The source of clinical and cost inputs was reported and was adequate for all studies, except one [37] where the sources were not referenced. All studies which included medical resource use in their analysis clearly stated the source of resource use information used. The choices of outcome measure were clearly stated and always consistent with model structure [overall survival (OS) and progression-free survival (PFS)]. All but two studies [37, 41] stated the perspective from which their economic analysis was conducted, with all other studies including costs from the perspective of the relevant healthcare system or funder. Ten studies reported also considered costs related to personal social services [15, 18, 19, 24, 25, 29, 32, 34, 35, 38].

3.2.3 Uncertainty and Assumptions

Almost all studies explored potential sources of uncertainty in their analysis, with three studies not performing any sensitivity analyses [36, 37, 41]. Uncertainty was most commonly explored through one-way sensitivity analyses (OWSA) (n = 23), probabilistic sensitivity analyses (PSA) (n = 22), and scenario analyses (n = 21). Sixteen studies included all three approaches [18,19,20, 22,23,24,25, 27, 29,30,31,32,33,34,35, 40]; however, there was inconsistency over the parameters included in the sensitivity analyses.

The most influential factors observed in multiple studies were the survival related parameters, including hazard ratios, parametric curves and cure proportions, and utility values; however, not all studies were exhaustive in their inclusion of variables within their sensitivity analyses. No study comprehensively addressed all potential sources of uncertainty.

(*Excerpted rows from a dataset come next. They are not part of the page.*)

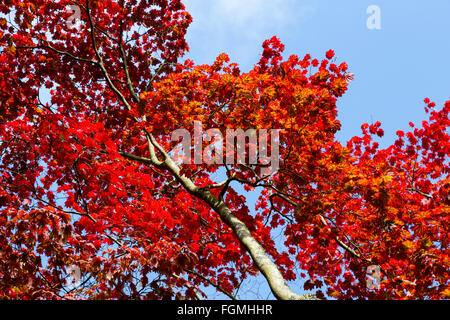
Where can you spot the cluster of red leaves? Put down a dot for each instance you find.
(68, 196)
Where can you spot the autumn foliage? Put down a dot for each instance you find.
(86, 117)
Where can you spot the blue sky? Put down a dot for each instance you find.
(395, 67)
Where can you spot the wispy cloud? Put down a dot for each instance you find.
(239, 27)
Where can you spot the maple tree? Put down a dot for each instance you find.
(87, 179)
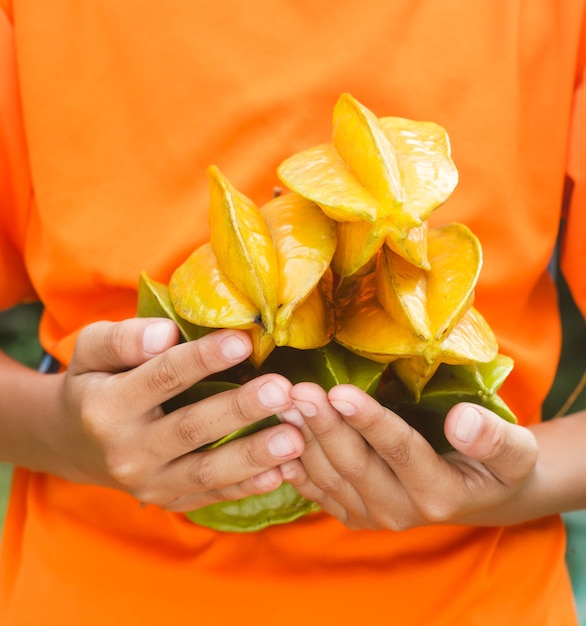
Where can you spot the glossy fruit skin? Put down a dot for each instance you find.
(341, 280)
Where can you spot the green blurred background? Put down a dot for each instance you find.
(18, 337)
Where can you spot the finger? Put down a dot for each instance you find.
(508, 450)
(330, 441)
(336, 458)
(178, 368)
(118, 346)
(211, 475)
(403, 449)
(188, 428)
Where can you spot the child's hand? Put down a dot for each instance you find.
(111, 429)
(367, 467)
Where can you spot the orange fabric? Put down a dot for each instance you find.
(124, 105)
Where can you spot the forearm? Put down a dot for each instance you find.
(28, 409)
(558, 482)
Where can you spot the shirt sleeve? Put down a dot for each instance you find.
(573, 248)
(15, 187)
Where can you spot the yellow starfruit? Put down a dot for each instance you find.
(414, 318)
(380, 178)
(265, 270)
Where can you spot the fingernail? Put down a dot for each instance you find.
(155, 337)
(280, 445)
(307, 408)
(292, 416)
(343, 407)
(232, 347)
(271, 395)
(468, 425)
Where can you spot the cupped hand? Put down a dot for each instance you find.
(367, 467)
(111, 429)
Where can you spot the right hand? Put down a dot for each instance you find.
(110, 429)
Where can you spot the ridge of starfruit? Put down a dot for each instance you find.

The majority of assumptions were related to patient survival, assuming either equal survival or proportional hazard rates between different interventions. Additional assumptions made within studies were related to the utility values, treatment duration or the impact of later lines of treatment. Many studies did not report any assumptions made within their economic analysis. Only the technology appraisals presented analyses where the impacts of the main assumptions were assessed through the application of alternative assumptions.

3.2.4 Economic Results

Table 1 summarises the characteristics of included studies. Docetaxel was the most commonly considered intervention, with only three studies not including it as an intervention of interest or comparator [23, 31, 39]. The majority of studies reported results in terms of cost per QALY as well as cost per life-year gained (LYG), with six reporting results in terms of LYG alone [13, 14, 23, 26, 37, 41] and two only in terms of QALYs [38, 39]. One study did not present any form of cost-effectiveness ratio, due to the interventions being indistinguishable in their benefits [21].

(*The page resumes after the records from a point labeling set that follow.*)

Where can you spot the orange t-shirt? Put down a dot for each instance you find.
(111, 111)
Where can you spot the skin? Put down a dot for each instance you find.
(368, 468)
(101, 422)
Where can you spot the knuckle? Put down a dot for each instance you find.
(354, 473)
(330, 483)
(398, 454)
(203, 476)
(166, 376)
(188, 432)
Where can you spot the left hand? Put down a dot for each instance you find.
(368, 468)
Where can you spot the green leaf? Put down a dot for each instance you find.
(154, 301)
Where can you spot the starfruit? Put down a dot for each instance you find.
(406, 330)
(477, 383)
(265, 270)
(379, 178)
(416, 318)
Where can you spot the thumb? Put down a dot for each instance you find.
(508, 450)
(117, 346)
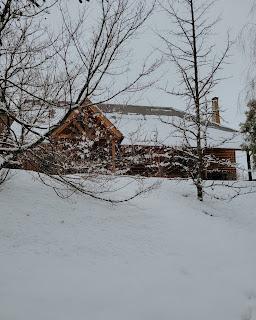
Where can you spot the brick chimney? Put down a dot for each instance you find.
(215, 110)
(5, 121)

The majority of studies were from Western Europe (UK = 11 [14, 15, 18, 19, 24, 25, 29, 32,33,34,35], France = 2 [22, 31], Spain = 3 [20, 26, 41], Portugal = 1 [16], Switzerland = 1 [27]) with the remaining studies based in the Americas (Canada = 7 [13, 17, 21, 23, 28, 38, 42], USA = 2 [30, 37], South America = 1 [36]), China = 1) [39] and Australia = 1) [40].

Most studies (n = 19) were sponsored by pharmaceutical companies with 11 studies not declaring any pharmaceutical support [18, 21,22,23,24, 26, 27, 36, 37, 40, 41].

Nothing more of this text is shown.